Carvalho da Silva* | Jornal de Notícias, opinião
Esta semana foi rejeitada na Assembleia da República a moção de confiança apresentada pelo Governo e, no próximo dia 18 de maio, teremos de novo eleições. Mais do que uma situação circunstancial, temos em mãos uma potencial crise de confiança na democracia à escala nacional, que se justapõe a uma outra, bem manifesta, de escala global. Muito há a fazer para que os resultados não venham a ser desastrosos.
Atividades incompatíveis com o exercício de funções públicas, em particular naquelas de maior responsabilidade, levam as pessoas a desconfiar e desacreditar na democracia. O debate político, em grande medida, vai sendo feito entre ruído e ruínas, longe dos problemas da maior parte das pessoas, e carente de grandes ideias orientadas para a prosperidade partilhada e para o progresso.
As instituições definham.
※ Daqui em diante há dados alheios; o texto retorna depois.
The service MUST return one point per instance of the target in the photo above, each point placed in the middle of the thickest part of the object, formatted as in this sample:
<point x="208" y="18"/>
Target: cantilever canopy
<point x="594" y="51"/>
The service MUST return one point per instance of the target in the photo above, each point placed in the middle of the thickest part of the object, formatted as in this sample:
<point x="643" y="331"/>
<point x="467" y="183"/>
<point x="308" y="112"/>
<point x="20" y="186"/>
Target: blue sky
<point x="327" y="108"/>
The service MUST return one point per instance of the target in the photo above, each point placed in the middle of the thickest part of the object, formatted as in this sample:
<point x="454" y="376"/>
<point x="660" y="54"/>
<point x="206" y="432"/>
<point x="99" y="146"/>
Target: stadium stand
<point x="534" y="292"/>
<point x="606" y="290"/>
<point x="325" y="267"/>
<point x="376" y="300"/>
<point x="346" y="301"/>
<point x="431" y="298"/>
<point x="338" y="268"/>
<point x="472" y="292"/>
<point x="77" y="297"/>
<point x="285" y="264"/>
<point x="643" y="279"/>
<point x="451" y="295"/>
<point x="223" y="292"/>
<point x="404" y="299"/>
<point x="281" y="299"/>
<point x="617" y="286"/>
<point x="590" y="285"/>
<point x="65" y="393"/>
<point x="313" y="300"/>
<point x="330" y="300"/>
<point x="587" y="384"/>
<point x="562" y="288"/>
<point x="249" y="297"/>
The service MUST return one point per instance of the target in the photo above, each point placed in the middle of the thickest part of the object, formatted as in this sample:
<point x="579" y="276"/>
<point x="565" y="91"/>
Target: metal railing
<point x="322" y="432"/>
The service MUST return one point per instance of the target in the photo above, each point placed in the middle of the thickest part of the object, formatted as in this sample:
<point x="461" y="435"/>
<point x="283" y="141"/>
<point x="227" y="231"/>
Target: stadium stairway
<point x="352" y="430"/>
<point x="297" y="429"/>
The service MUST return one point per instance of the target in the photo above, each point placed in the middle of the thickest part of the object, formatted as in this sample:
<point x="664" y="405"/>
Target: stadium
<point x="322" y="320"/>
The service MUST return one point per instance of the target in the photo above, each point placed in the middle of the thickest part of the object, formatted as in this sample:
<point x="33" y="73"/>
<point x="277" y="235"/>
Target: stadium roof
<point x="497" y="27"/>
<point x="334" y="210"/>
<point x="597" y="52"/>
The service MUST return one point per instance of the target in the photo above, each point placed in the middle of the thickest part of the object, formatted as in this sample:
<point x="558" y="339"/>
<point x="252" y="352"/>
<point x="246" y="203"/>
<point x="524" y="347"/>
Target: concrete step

Tardam em revelar capacidade de se revitalizarem de forma afirmativa. A confiança dos cidadãos em serviços públicos fundamentais - na saúde, na justiça, na educação - está perigosamente degradada. Isso é fruto de um desinvestimento prolongado ao longo das últimas décadas e de campanhas permanentes contra a sua existência, com qualidade e com caráter universal e solidário. Os custos da habitação são criminosamente altos, bloqueando a organização de vida dos jovens. O trabalho e a proteção social, ancoradouros de direitos humanos e de fatores de realização das pessoas, nos planos individual e coletivo, têm sido maltratados. Os salários (e também as pensões de reforma) continuam muito baixos. As instituições centrais que os ancoram, como é o caso da contratação coletiva, estão fragilizadas.
No quadro internacional, também a confiança entre estados e nas instituições que regem as suas relações - nomeadamente o Direito Internacional - atravessam um período de enorme turbulência. Enquanto as facas dos “grandes líderes” se afiam, é fácil antecipar que será na pele dos mais frágeis que as lâminas se farão sentir. A velha lógica económica por detrás da guerra é hoje declarada sem reservas nem vergonha.
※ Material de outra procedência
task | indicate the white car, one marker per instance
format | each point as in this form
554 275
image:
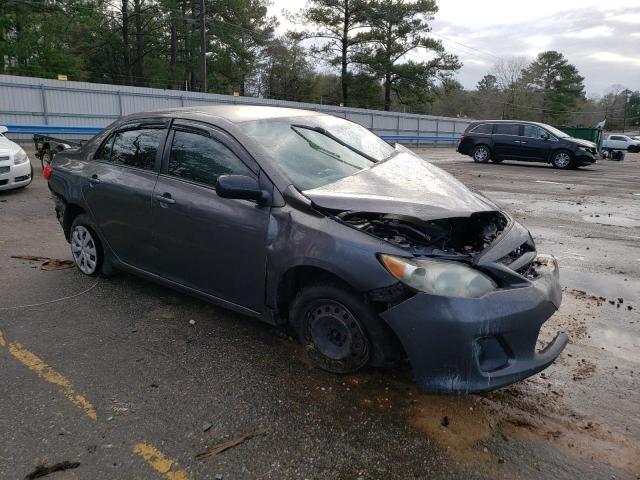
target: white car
617 141
15 168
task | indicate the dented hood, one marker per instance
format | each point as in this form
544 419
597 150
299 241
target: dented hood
404 184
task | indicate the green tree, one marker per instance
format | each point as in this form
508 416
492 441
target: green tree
334 24
396 29
557 83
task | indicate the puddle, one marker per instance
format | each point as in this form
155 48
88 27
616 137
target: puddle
620 343
614 220
610 286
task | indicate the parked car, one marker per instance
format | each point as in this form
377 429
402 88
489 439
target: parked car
15 168
499 140
47 147
369 252
616 141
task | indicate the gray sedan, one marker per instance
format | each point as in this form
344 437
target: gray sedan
371 254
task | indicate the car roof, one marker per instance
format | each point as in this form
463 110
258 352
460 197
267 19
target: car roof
524 122
235 113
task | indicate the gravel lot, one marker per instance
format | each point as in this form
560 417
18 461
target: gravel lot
132 380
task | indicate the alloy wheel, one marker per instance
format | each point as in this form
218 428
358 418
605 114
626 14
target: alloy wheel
481 155
84 250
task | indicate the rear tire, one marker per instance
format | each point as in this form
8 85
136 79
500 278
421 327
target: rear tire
94 262
481 154
340 333
562 159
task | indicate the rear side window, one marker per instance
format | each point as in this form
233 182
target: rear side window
507 129
484 128
136 148
533 131
201 159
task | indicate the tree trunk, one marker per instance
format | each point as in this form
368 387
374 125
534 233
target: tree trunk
125 41
139 64
387 92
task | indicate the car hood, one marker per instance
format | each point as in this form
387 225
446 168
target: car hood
581 142
7 147
404 184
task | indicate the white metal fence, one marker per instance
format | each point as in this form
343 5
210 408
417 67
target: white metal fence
38 101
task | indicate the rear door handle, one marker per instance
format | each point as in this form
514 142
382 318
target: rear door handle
165 198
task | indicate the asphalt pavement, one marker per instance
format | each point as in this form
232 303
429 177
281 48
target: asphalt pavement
121 378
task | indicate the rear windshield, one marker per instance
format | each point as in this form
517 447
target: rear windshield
483 128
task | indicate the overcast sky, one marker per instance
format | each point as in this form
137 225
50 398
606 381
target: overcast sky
601 38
Esta semana, discutiu-se um hipotético cessar-fogo entre Rússia e Ucrânia, mas os dedos teimam em não largar o gatilho. E a União Europeia avança para um enorme esforço de rearmamento, ao arrepio de “sagradas” regras orçamentais: afinal estas são apenas simples escolhas políticas. A rigidez das regras impõe-se quando tratamos da promoção da coesão social e da modernização do tecido socioeconómico, mas deixa-se cair para atender a outras prioridades. Num caso “não pode ser”, no outro “tem de ser”.
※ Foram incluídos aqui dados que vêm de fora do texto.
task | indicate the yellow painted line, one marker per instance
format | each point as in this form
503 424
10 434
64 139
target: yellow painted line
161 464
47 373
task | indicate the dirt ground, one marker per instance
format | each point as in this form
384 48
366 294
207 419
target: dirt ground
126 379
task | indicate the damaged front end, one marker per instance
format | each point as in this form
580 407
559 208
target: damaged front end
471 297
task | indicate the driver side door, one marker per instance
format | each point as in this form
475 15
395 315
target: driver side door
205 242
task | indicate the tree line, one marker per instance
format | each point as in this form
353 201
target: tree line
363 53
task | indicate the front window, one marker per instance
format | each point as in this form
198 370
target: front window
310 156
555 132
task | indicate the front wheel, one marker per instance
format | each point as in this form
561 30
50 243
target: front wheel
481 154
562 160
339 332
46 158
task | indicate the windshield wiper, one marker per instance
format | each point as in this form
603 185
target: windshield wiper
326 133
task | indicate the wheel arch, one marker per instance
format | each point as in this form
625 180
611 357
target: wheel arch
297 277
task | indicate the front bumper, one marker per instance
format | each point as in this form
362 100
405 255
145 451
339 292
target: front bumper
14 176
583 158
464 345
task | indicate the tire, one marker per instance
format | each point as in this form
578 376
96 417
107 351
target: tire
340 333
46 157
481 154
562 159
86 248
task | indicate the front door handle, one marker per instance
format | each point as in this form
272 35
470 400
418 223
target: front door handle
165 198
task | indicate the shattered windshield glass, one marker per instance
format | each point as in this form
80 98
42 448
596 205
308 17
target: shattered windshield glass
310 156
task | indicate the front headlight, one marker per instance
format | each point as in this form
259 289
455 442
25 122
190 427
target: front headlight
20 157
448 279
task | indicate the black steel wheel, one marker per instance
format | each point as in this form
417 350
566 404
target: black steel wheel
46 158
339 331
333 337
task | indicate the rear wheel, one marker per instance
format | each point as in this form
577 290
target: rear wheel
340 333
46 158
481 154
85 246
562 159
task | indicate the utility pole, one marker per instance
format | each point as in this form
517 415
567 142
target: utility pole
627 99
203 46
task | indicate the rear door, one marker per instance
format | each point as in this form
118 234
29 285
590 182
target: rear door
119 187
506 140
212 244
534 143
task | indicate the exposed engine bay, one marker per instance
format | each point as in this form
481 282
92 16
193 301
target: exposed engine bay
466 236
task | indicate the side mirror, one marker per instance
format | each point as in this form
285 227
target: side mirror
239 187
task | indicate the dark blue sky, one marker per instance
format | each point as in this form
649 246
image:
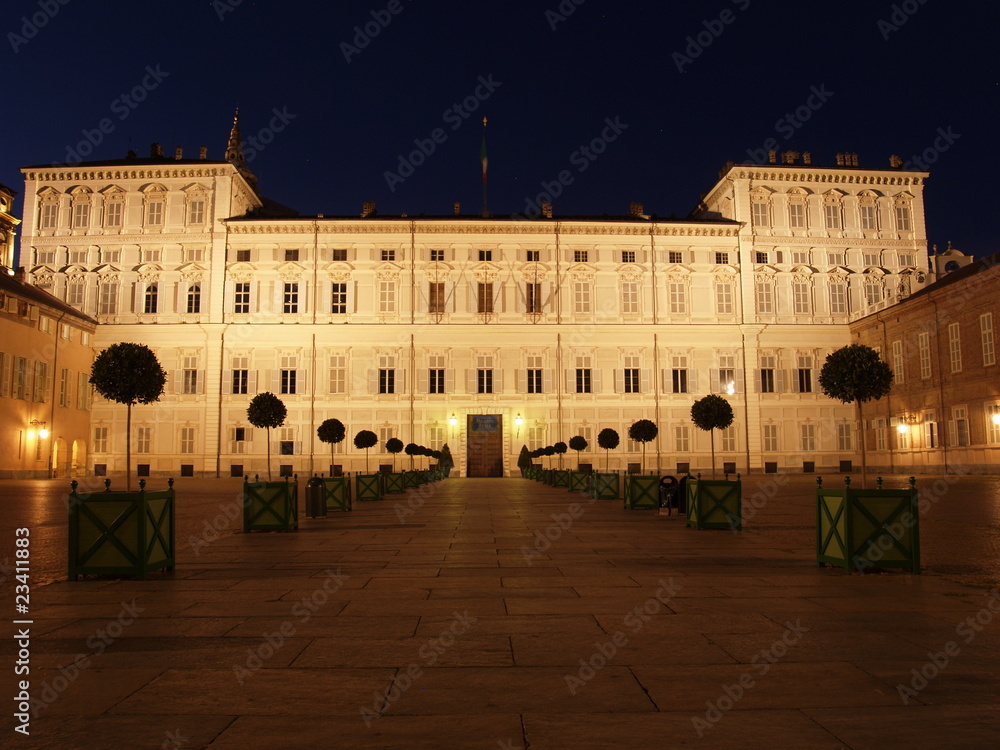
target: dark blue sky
557 78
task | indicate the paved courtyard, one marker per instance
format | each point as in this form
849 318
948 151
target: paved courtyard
496 613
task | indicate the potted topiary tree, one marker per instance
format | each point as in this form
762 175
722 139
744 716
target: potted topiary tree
368 486
642 491
269 506
128 374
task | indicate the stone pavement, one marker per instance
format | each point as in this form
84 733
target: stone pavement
493 613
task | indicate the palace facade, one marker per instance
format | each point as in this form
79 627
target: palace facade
411 327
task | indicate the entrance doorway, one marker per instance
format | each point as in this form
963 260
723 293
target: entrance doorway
485 445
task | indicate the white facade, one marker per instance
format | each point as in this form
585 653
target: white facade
395 324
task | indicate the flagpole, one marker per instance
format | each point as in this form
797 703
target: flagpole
484 160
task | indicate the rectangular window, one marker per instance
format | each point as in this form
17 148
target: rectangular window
955 347
831 215
101 439
869 218
808 436
113 214
898 363
903 219
677 291
107 303
339 298
187 440
338 373
386 296
581 297
771 438
845 439
143 439
924 351
290 298
765 298
761 214
532 298
81 215
797 215
484 297
154 213
801 299
723 298
50 215
435 380
435 297
196 213
986 336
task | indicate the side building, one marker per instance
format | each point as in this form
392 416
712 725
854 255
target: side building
418 327
943 414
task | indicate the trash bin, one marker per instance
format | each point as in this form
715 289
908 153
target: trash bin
668 492
315 498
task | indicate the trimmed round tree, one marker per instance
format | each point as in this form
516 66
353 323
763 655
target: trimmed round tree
643 431
712 413
578 443
855 374
266 410
393 446
365 439
128 374
332 431
608 440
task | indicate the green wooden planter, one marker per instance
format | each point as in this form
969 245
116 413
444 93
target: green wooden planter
714 503
270 506
338 493
865 529
369 487
579 481
121 533
394 483
605 485
642 491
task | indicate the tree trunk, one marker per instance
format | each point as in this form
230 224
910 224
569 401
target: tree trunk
128 448
861 435
269 454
As eleições de 18 de maio exigem forte sentido de responsabilidade. Sermos exigentes com o debate político e com os seus protagonistas, reclamando o confronto de ideias e exigindo políticas capazes de nos devolver a confiança num futuro próspero e justo. Depois, façamos do voto uma oportunidade para reconstruir a confiança na democracia.